The Methodists aren't united. Can they still be a church?

A global denomination, a clash of principles, and the coming reckoning

With entrenched camps miles apart on the issue of homosexuality, the United Methodist Church is careening toward a fateful choice: either split into two segments along ideological lines or radically redefine how it operates as a church. A moderate middle still hopes that the parties can somehow hang together under one denominational banner.

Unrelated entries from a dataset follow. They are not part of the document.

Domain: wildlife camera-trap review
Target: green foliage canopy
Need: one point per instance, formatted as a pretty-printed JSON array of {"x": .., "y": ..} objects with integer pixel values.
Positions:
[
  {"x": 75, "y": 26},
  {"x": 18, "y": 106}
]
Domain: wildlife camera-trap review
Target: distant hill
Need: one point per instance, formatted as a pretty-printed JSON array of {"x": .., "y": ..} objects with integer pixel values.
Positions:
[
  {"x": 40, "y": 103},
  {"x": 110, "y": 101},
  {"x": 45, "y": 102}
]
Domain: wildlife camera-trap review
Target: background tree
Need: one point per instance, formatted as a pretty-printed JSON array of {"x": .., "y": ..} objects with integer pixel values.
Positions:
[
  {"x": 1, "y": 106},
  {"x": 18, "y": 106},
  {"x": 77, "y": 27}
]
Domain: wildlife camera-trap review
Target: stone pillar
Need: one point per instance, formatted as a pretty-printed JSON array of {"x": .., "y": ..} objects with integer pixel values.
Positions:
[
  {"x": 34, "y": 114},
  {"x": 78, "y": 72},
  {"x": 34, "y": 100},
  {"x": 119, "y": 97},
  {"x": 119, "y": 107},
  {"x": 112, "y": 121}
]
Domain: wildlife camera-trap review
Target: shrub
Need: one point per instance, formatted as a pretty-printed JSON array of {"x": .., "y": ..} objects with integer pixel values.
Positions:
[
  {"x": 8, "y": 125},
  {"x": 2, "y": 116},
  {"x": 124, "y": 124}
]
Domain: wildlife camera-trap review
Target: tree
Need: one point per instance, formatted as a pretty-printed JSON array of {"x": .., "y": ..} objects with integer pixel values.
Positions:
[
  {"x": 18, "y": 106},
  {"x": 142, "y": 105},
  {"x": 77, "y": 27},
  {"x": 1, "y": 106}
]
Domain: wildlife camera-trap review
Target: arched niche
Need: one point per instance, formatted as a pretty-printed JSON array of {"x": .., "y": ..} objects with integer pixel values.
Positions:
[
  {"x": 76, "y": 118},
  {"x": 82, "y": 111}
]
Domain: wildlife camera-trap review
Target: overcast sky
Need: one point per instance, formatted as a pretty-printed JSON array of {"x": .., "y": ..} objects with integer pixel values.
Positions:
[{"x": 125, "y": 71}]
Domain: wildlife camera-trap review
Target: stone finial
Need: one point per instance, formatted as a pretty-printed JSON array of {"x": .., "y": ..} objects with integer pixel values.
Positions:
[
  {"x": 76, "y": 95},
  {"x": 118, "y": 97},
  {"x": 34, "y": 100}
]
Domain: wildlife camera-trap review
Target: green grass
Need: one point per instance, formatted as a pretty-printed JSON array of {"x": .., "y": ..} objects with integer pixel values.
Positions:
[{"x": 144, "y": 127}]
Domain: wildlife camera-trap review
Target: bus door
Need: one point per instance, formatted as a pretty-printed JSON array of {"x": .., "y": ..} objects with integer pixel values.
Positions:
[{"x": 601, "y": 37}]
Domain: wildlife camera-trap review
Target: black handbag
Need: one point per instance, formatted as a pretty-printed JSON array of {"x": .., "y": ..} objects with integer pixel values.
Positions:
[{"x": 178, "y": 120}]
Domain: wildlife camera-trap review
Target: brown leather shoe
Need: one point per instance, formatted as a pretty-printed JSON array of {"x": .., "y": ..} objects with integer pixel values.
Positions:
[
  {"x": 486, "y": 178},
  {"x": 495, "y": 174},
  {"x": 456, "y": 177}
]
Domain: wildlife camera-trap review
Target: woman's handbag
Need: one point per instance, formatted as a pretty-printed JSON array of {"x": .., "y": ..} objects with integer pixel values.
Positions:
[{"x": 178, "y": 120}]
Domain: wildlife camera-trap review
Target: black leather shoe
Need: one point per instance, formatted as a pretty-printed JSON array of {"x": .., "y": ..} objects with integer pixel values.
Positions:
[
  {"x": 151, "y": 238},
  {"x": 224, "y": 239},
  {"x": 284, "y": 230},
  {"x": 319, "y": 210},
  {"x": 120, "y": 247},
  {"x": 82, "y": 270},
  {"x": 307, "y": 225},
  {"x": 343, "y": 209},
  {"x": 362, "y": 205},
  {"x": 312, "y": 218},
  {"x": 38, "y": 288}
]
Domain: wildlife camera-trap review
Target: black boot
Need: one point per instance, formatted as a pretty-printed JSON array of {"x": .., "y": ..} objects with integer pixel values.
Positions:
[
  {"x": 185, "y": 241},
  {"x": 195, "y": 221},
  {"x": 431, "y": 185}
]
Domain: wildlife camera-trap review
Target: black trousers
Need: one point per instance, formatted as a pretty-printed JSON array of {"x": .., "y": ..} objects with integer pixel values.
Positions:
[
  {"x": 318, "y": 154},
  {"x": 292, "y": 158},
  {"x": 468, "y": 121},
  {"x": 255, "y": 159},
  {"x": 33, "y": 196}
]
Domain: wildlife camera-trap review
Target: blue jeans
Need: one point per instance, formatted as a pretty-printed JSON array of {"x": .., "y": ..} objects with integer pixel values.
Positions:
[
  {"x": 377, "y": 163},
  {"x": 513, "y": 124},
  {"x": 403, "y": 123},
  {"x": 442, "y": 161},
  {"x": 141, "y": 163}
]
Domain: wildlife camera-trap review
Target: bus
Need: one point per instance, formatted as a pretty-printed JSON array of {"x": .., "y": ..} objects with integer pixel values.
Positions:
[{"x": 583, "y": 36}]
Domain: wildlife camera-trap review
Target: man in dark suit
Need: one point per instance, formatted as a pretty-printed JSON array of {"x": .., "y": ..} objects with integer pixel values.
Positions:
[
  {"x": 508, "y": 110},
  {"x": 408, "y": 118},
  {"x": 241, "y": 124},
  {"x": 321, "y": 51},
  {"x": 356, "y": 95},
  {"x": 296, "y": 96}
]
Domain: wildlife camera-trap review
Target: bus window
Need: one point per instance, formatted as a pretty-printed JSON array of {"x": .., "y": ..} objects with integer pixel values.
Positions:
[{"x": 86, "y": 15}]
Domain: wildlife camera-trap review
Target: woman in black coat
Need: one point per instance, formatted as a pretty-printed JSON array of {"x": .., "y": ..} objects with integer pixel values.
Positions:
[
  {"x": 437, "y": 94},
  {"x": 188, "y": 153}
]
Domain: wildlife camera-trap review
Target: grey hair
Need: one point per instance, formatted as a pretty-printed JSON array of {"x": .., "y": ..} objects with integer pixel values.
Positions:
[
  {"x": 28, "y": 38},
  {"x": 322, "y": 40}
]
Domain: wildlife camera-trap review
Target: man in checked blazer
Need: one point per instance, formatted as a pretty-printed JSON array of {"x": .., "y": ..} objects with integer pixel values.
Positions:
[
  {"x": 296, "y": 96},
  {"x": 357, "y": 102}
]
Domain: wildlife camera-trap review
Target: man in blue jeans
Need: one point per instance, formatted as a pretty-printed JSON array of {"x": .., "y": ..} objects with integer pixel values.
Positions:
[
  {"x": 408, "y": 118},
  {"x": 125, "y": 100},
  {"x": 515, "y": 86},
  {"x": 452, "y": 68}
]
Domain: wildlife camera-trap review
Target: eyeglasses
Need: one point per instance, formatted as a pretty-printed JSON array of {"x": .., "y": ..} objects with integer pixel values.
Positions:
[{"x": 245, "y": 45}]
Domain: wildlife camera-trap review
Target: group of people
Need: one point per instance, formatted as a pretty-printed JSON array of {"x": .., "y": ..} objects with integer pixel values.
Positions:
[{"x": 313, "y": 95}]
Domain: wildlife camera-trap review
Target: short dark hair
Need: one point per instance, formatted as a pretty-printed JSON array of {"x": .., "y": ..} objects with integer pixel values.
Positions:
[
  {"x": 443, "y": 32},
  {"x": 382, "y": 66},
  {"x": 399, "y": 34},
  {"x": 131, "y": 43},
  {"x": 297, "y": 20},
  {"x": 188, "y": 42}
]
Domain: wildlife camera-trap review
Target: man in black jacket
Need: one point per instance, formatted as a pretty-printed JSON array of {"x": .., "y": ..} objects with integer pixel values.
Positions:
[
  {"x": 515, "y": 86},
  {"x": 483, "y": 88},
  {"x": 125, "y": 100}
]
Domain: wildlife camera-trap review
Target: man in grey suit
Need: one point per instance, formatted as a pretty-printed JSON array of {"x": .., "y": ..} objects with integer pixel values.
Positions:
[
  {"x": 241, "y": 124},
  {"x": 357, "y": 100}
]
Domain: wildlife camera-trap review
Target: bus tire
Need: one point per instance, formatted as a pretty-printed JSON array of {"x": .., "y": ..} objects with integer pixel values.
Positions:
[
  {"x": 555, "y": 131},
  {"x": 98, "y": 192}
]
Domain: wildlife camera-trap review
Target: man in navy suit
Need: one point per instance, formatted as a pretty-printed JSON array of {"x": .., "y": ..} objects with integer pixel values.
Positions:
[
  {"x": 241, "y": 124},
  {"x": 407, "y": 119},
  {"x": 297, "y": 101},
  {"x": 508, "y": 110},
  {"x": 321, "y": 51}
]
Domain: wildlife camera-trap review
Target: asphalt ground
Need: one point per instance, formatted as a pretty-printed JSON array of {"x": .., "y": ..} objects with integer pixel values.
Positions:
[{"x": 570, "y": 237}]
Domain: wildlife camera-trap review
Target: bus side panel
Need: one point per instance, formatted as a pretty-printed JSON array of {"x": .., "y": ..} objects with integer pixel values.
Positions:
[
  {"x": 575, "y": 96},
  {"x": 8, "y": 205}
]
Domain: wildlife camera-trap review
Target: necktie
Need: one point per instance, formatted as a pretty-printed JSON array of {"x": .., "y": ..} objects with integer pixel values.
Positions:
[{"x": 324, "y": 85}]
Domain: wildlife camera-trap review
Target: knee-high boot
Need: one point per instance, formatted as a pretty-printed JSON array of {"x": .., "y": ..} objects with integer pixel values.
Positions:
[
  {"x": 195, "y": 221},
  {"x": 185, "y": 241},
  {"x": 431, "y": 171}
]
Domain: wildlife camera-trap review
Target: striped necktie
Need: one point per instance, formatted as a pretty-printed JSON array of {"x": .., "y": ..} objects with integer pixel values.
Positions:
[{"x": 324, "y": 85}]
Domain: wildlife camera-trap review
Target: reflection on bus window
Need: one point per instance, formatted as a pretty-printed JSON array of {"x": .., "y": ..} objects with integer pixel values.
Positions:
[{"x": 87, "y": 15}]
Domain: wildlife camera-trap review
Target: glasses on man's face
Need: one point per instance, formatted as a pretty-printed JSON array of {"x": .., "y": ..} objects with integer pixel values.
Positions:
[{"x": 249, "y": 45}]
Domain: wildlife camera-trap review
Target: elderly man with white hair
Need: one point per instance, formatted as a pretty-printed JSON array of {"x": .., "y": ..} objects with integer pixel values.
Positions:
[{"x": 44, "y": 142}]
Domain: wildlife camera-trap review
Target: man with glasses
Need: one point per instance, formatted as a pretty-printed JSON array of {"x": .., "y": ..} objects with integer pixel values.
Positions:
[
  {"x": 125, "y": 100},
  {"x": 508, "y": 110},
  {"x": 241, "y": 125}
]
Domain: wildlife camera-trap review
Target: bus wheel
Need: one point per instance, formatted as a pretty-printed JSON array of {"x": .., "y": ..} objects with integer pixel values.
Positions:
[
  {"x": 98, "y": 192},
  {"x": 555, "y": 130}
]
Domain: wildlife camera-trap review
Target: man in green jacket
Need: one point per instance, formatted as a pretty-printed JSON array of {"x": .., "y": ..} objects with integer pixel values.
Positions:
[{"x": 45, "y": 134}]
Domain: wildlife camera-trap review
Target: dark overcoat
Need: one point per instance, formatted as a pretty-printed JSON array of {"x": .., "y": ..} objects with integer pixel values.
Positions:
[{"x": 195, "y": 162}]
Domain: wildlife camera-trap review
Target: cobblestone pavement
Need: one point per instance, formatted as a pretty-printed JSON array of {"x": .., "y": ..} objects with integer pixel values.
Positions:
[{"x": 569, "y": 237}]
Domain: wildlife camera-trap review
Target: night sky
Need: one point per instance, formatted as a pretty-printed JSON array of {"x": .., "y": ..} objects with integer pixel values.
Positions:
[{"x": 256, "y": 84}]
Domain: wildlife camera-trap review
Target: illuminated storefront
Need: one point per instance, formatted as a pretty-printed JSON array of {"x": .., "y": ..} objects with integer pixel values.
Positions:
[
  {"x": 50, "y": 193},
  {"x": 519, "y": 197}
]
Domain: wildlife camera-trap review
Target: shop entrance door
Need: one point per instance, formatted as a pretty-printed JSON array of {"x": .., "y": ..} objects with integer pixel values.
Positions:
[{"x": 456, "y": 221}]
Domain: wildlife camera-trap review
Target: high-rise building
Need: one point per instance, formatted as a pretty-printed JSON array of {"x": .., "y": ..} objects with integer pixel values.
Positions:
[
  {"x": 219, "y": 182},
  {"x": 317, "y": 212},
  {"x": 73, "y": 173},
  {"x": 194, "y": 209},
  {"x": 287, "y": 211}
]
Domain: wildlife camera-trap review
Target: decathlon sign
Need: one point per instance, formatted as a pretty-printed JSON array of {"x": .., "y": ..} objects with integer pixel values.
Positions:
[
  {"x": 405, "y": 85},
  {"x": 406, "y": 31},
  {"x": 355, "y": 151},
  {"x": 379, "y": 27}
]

Much will hinge on whether an overhauled concept of church—perhaps featuring more autonomy for regional bodies, congregations, and clergy—can win broad support in the global 12.1-million-member denomination.

“This is a very fragile moment for us—in some ways a very sacred and holy moment—because we’re dealing with big stuff,” said North Dakota bishop Bruce Ough, who serves as president of the UMC’s Council of Bishops. “We’re trying to do it in a way that probably has not been done by others who have wrestled with this [issue].”

Fueling the urgency is the election in July of Karen Oliveto as the UMC’s first openly gay bishop. For conservatives, this election presents a crisis, because the church’s Book of Discipline prohibits any “self-avowed, practicing homosexual” from becoming an ordained minister. They argue that covenants among Methodists will be rendered meaningless if the church lets Oliveto become a bishop and de facto blesses in one place what it bans in another.